The data pipeline included here is minimal (just a chain of scripts!). We wanted to show several different image collections and resulting models trained on their embeddings. dvc repro wants to destroy and recreate directories used as input/output between stages, so those have been commented out of the example dvc.yaml.

For publishing an experiment, reproducible as a pipeline with a couple of commands and with little to no adaptation of existing code needed to get it to work, it's a decent fit.

Walkthrough

Setting up a "DVC remote" in object storage

Following the DVC Getting Started

dvc init
git add .dvc/config
git add .dvc/.gitignore

Add our JASMIN object store as a DVC remote. Use an existing bucket for simplicity; this limits us to a single collection, but that's already the case.

For non-AWS stores, endpointurl is needed - set this to the same object store url defined in .env as AWS_URL_ENDPOINT

dvc remote add -d jasmin s3://metadata
dvc remote modify jasmin endpointurl https://fw-plankton-o.s3-ext.jc.rl.ac.uk

Add access key / secret key pair as documented in the llm_eval project. These values are also defined in .env, and the --local switch prevents accidentally committing them to git:

dvc remote modify --local jasmin access_key_id [our access key]
dvc remote modify --local jasmin secret_access_key [our secret key]

Test that it works:

dvc push

Add data

Our images are already in the same bucket as this dvc remote. Try import-url to add an image in remote storage to version control. TODO - ask someone with permissions to add a dedicated bucket.
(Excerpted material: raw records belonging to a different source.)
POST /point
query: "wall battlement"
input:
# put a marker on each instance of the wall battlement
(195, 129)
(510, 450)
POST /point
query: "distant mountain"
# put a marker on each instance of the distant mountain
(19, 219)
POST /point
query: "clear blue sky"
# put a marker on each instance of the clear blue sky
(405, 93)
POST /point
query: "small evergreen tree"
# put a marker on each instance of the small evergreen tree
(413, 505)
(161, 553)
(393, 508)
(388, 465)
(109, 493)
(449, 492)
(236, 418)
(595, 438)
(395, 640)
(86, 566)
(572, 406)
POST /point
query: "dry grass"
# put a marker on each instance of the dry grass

There are two ways of doing this:

dvc import-url - supports a --no-download option, creates a .dvc tracking file per object which can be added to our git repo. dvc stage add - writes the tracking information into dvc.yml, but assumes we're downloading it and uploading to the remote.

We could also use the --to-remote option to transfer the data to remote storage in JASMIN's object store. We already have copies of the data in s3.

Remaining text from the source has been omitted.